‘A Star Is Born,’ Lady Gaga poised to dominate Golden Globes
LOS ANGELES — Box-office hit music romance “A Star Is Born” is the front-runner going into the 76th Golden Globe Awards on Sunday evening (Monday morning in Manila), the first Hollywood awards gala of the year and usually the sassiest of them all.
Tinseltown’s A-listers will strut down the red carpet for the first time this awards season at the Beverly Hilton in the run-up to the all-important Oscars on Feb. 24.
Hosting the gala — which begins at 5 p.m. (0100 GMT Monday) — will be actress Sandra Oh and comedian Andy Samberg. As the only awards show where booze is served, the evening is usually more colorful than show biz’s other big nights.
“It’s going to be great. I think people are ready and could use a little smile,” Samberg told The Hollywood Reporter.
Even though Dick Cheney biopic “Vice” leads the film nominations with six, “Star” — and its power duo of Lady Gaga and Bradley Cooper — is the movie with the most buzz, and most critics predict it will take home the coveted award for best drama film.
“We’re expecting ‘A Star Is Born’ to take it down in the end, solidifying its Oscar front-runner status,” industry trade publication Variety said in its predictions.
“‘A Star is Born’ has everything going for it, including box-office and critical success,” Paul Dergarabedian, a senior media analyst at industry data firm ComScore, told Agence France-Presse (AFP).
But Dergarabedian cautioned that the Globes—which are handed out by the 90-odd members of the Hollywood Foreign Press Association—were notoriously unpredictable.
“This year’s nominees across the major categories are all incredibly deserving so anything could happen,” he said.
This year, the Globes come at the start of voting for Oscar nominations. And while the Globes are not always a clear predictor of Academy Award success, they are a bellwether of momentum.
If there is a sure bet on Sunday night, it is that Alfonso Cuaron’s “Roma,” a cinematic ode to his childhood in 1970s Mexico City, will win the award for best foreign film. Cuaron is also touted to bag the best director award.
Competing against the Mexican filmmaker for the same prize are Spike Lee (“BlacKkKlansman”), Peter Farrelly (“Green Book”), Adam McKay (“Vice”) and Cooper, who made his debut directing himself behind the camera with “Star.”

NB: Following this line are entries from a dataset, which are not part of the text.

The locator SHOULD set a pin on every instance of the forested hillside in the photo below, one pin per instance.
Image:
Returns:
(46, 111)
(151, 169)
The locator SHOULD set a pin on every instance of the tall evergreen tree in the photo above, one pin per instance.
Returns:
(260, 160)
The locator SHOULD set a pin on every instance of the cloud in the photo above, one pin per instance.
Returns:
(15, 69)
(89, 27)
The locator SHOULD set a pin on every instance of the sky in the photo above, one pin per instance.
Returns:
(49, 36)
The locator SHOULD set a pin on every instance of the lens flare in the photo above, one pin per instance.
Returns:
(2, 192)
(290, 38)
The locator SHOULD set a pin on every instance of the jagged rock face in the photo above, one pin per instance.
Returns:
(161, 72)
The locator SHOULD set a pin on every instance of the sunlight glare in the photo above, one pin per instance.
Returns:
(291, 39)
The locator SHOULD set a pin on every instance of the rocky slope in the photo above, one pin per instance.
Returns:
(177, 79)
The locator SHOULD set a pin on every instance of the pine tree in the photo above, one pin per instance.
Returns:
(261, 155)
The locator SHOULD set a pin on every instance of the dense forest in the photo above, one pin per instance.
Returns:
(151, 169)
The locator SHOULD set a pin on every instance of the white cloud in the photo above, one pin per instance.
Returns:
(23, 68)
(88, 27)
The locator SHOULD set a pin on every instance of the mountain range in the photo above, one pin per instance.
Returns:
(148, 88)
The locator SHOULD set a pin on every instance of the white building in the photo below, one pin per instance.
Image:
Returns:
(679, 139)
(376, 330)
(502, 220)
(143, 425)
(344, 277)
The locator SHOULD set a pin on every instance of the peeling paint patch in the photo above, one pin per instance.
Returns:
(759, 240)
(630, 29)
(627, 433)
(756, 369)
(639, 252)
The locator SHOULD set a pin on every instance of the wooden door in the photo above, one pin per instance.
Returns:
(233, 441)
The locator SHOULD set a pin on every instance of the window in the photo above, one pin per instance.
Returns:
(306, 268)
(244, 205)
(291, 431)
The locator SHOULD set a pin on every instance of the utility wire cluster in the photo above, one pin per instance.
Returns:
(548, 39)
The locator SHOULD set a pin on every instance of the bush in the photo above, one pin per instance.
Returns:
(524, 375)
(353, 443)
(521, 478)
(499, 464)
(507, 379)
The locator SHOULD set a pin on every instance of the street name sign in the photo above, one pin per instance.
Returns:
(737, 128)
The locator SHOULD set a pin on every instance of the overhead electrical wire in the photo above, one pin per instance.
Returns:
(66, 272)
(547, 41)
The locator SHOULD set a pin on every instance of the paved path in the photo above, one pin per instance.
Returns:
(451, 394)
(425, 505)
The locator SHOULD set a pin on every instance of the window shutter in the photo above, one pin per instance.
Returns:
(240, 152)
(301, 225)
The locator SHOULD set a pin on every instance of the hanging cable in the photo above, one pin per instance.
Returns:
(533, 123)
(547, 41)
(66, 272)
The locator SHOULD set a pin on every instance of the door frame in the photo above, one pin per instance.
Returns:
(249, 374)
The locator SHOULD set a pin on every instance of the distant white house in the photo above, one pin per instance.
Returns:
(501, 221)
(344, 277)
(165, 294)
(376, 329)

For the experts polled by awards prediction website Gold Derby, “A Star Is Born” is a lock for best drama film, and Cuaron will take home the best director award.
Tight race for musical-comedy
Unlike the Oscars, the Golden Globes have parallel categories for dramas and musical-comedy films—meaning there are twice as many prizes and Oscar voters will get a chance to consider a wider range of performances.
Gaga could be a double winner, with nods for both best drama actress and best original song for the film’s hit, “Shallow.”
For best actor, Cooper—who plays an aging rocker and propels a struggling singer-songwriter (Gaga) to stardom—is locked in a duel with Rami Malek, who portrays Queen frontman Freddie Mercury in “Bohemian Rhapsody.”
The field on the musical-comedy side is wider.
Beyond “Vice,” top contenders include offbeat royal romp “The Favourite,” civil rights dramedy “Green Book,” and Disney sequel “Mary Poppins Returns.”
Welsh actor Christian Bale, nearly unrecognizable as Cheney, is tipped to take home the best drama actor award, even if the film’s mixed reviews have damaged its overall chances.
In the race for best musical-comedy actress, Olivia Colman, who plays Queen Anne in “The Favourite,” is up against Emily Blunt, who fills the shoes of Julie Andrews as the magical British nanny.
The Globes also honor the best in television—but those awards can feel a bit redundant coming so soon after the Emmys last September, with many of the same nominees as the Television Academy field.